In both sexes it is of value for the bad effects of ungratified sexual desire, where the desire has been strong but the opportunity lacking, and as Talcott says, Conium “is, therefore, useful in relieving the ailments of old maids, of widows (131), of widowers, of old people generally.”
It is a valuable remedy for the testicles when they are enlarged and very hard (188), especially as the result of injuries.
In the female sexual sphere, Conium is a remedy that is frequently called for. It is useful in various tumors, including cancer (202) of the uterus and especially of the cervix; tumors that are hard and with burning, stinging and knife-like pains. It is to be thought of in uterine polypi (202) and in haemorrhages from the uterus, with running from the uterus down the thighs (139).

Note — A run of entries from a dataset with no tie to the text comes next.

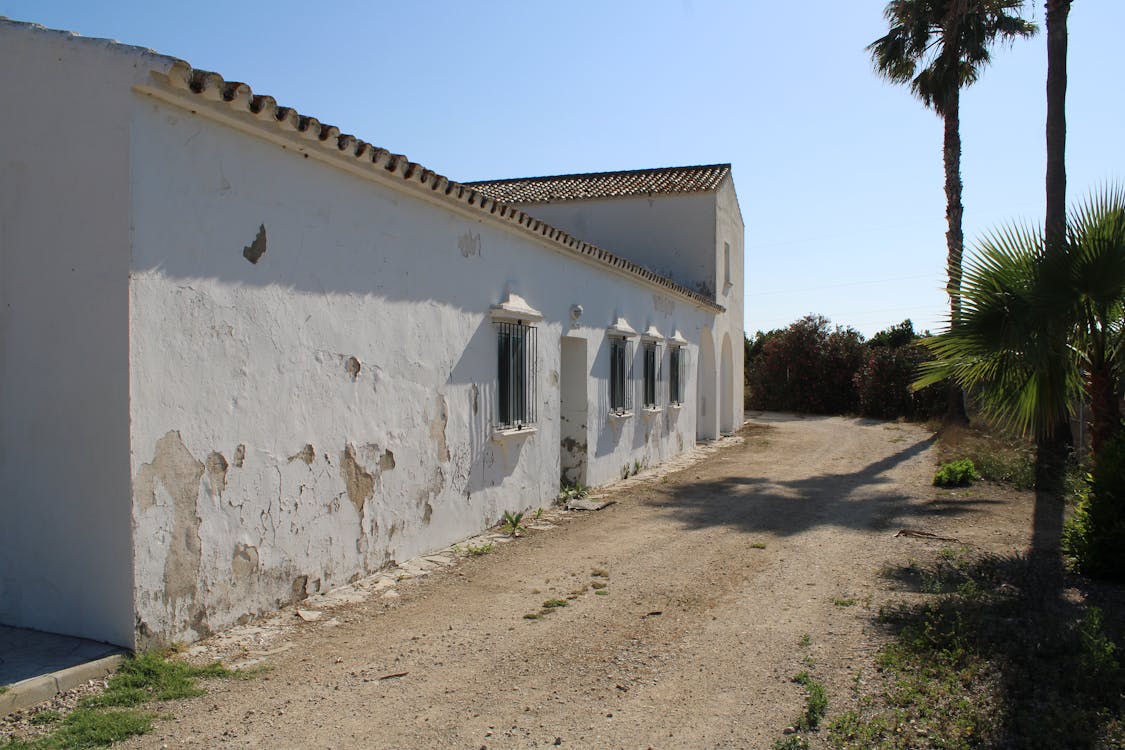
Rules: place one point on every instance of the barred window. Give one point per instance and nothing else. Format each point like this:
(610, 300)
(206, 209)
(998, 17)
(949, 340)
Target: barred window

Menstruation is scanty and while usually too early (135), it may be delayed or suppressed and associated with many of the symptoms already spoken of (135). Pruritus of the vulva and vagina frequently follows the menses (158), along with excessive hyperaesthesia of the genital organs. The leucorrhoea is excoriating (126) and burning (126) and follows the menses (126).
A condition often calling for this remedy is where we have swelling of the breasts, with soreness and sharp pains, preceding the menses (23) and if there are any tumors of the breast they are increased in size and more painful at the menstrual period.
Conium is of great value in tumors of the mammary glands (23) and it is believed to have cured scirrhus; anyway, the especial indications calling for the remedy in swellings and tumors of all kinds would be extreme hardness and the sharp, knife-like pains. A point that we take from the Handbook is that in these tumors our remedy is followed well by Silica, which helps to complete the cure begun by Conium.